Code: broken vs fixed
import os
from openai import OpenAI
client = OpenAI(api_key=os.environ.get("OPENAI_API_KEY"))
# ❌ BROKEN: Passing entire 500KB document as context
with open('large_document.txt', 'r') as f:
full_doc = f.read() # 250K+ tokens
messages = [
{"role": "system", "content": "You are an expert analyst."},
{
"role": "user",
"content": f"Analyze this document:\n\n{full_doc}\n\nAnswer: What are the key findings?"
}
]
# This will exceed 200K and fail with context_length_exceeded
response = client.chat.completions.create(
model="o1",
messages=messages
)
print(response.choices[0].message.content) import os
import tiktoken
from openai import OpenAI
client = OpenAI(api_key=os.environ.get("OPENAI_API_KEY"))
# ✅ FIXED: Use RAG to chunk document and retrieve only relevant sections
def count_tokens(messages: list) -> int:
"""Count input tokens for o1 model."""
encoding = tiktoken.encoding_for_model("o1")

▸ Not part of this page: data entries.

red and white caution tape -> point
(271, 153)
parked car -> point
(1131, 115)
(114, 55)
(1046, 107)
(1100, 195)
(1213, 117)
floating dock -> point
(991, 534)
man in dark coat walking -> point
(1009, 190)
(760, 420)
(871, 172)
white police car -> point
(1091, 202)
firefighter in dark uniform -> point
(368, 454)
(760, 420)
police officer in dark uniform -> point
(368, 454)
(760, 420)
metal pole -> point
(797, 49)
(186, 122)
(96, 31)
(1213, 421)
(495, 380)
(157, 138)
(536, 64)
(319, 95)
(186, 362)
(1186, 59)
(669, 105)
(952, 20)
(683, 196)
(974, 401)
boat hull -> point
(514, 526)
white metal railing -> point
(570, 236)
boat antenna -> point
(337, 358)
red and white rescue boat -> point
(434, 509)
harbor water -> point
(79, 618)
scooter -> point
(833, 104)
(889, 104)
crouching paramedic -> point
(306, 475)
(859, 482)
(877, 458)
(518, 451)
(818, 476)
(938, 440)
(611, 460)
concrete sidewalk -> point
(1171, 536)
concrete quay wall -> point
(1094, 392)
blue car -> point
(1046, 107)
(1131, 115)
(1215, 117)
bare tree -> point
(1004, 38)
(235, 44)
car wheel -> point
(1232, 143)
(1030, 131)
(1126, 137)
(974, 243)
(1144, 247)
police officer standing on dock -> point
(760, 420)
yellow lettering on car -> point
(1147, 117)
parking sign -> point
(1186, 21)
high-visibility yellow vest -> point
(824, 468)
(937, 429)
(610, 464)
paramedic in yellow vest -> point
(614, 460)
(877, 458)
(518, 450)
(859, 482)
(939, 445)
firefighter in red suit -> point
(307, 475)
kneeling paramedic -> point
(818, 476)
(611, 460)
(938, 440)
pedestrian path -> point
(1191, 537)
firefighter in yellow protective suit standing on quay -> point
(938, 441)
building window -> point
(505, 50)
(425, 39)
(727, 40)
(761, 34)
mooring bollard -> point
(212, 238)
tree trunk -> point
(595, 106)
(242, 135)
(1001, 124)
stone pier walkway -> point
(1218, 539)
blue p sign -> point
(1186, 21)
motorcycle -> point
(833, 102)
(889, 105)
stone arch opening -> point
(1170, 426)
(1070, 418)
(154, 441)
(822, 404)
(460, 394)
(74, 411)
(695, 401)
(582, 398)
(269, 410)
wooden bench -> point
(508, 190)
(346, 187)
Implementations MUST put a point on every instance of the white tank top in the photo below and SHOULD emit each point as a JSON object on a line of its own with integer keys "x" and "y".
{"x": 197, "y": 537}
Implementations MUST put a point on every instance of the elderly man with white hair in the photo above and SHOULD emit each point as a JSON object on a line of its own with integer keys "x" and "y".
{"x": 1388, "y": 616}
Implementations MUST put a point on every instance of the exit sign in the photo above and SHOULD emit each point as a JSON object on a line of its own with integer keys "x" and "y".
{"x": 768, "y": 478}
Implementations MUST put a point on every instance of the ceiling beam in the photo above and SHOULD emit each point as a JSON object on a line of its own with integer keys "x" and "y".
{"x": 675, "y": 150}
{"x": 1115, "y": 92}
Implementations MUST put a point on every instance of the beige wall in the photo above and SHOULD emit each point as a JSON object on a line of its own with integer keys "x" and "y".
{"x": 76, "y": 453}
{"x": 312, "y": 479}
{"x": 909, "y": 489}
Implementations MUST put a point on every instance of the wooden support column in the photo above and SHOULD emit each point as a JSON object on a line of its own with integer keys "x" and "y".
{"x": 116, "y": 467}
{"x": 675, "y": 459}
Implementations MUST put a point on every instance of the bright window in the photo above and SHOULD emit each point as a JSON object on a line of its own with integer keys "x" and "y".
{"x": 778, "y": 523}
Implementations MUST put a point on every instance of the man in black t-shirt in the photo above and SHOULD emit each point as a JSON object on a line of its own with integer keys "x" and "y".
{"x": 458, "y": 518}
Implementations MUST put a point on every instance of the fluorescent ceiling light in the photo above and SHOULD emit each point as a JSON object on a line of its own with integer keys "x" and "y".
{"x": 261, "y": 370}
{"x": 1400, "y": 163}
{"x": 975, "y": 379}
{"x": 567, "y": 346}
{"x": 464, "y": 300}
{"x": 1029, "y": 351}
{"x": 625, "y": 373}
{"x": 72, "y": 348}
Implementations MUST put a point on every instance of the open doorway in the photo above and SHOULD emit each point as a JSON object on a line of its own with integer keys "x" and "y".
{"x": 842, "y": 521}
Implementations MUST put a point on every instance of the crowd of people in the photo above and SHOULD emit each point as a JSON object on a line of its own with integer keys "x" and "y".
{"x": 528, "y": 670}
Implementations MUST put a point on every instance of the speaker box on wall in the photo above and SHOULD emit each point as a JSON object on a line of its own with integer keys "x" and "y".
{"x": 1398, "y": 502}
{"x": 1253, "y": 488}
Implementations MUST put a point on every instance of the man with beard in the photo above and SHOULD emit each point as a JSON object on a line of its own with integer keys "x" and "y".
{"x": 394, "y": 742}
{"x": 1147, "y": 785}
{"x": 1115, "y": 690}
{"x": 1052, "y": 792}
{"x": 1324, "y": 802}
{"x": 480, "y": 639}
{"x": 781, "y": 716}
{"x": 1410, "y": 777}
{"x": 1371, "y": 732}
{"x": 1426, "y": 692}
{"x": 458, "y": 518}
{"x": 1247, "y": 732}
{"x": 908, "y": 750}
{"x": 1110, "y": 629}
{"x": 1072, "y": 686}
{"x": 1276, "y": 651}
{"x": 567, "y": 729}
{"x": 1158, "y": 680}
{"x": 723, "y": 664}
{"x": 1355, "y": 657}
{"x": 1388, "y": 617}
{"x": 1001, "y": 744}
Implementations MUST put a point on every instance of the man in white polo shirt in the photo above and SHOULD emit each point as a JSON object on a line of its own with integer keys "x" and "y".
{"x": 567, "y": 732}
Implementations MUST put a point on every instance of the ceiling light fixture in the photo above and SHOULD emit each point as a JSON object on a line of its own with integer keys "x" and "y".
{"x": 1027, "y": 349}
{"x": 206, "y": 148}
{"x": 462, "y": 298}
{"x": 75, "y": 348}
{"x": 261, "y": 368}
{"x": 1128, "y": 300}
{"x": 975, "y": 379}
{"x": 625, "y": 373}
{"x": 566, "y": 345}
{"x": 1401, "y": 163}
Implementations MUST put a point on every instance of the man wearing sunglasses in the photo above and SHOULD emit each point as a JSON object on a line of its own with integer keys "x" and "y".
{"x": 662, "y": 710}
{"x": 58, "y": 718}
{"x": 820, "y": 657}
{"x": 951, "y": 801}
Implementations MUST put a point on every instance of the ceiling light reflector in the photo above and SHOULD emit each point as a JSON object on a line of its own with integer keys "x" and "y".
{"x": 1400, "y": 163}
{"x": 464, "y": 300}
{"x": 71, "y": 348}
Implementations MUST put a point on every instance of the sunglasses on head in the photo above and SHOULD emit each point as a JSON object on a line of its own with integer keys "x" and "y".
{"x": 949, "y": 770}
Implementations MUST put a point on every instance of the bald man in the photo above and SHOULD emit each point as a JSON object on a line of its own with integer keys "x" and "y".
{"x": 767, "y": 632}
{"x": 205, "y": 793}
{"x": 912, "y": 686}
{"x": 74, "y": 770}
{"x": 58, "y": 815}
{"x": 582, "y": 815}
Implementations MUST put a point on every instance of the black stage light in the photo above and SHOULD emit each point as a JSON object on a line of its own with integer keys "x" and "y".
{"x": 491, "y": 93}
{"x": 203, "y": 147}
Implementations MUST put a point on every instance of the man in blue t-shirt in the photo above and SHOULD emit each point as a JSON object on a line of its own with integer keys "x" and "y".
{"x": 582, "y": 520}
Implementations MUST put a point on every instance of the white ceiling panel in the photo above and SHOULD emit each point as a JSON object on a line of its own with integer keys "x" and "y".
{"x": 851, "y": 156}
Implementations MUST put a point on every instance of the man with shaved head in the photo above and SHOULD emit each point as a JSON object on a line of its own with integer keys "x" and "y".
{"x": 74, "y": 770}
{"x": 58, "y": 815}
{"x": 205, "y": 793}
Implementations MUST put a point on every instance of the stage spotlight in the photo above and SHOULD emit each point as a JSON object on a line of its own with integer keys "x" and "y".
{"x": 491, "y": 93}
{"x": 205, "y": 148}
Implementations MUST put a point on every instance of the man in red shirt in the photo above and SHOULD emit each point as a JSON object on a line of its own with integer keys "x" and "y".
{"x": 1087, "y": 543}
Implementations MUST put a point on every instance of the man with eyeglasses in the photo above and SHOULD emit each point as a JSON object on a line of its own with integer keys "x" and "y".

return sum(len(encoding.encode(str(m))) for m in messages)
def chunk_document(text: str, chunk_size: int = 1000) -> list:
"""Split document into semantic chunks."""
encoding = tiktoken.encoding_for_model("o1")
tokens = encoding.encode(text)
chunks = []
for i in range(0, len(tokens), chunk_size):
chunk_tokens = tokens[i:i+chunk_size]
chunks.append(encoding.decode(chunk_tokens))
return chunks
def retrieve_relevant_chunks(query: str, chunks: list, top_k: int = 3) -> str:
"""Simulated RAG: return top-k most relevant chunks (use real embeddings in production)."""
# In production: embed chunks, embed query, use cosine similarity
# For demo: return first top_k chunks
return "\n\n".join(chunks[:top_k])
# Load and chunk the document
with open('large_document.txt', 'r') as f:
full_doc = f.read()
chunks = chunk_document(full_doc, chunk_size=1000)
relevant_context = retrieve_relevant_chunks("key findings", chunks, top_k=3)
# Build messages with only relevant chunks (not full doc)
messages = [
{"role": "system", "content": "You are an expert analyst. Provide concise findings."},
{
"role": "user",
"content": f"Based on this context:\n\n{relevant_context}\n\nWhat are the key findings?"
}
]
# Verify token count is under 200K before calling API
token_count = count_tokens(messages)
print(f"Total input tokens: {token_count}")
if token_count > 200000:
print(f"ERROR: {token_count} tokens exceeds 200K limit. Reduce context further.")
else:
response = client.chat.completions.create(
model="o1",
messages=messages
)
print("Response:", response.choices[0].message.content) Workaround
If you cannot implement RAG immediately, use a multi-step approach: (1) send the user's query alone to o1 to get a focused analysis direction, (2) use that response as context to decide which document sections are most relevant, (3) re-chunk the document based on those sections, (4) send only those chunks to o1. This trades latency for staying under the token limit. Alternatively, fall back to gpt-4o (128K limit but more flexible) while you implement RAG.
Prevention
Architect your system to separate context retrieval from inference: always use semantic search (vector DB, FAISS, or Pinecone) to fetch only relevant document chunks before constructing the messages array. Implement automatic token counting at message build time, add a circuit breaker that rejects messages >180K tokens, and monitor token usage per request in production. For multi-turn conversations, keep a rolling 10-turn window and summarize older turns into a brief recap message before reaching 150K tokens.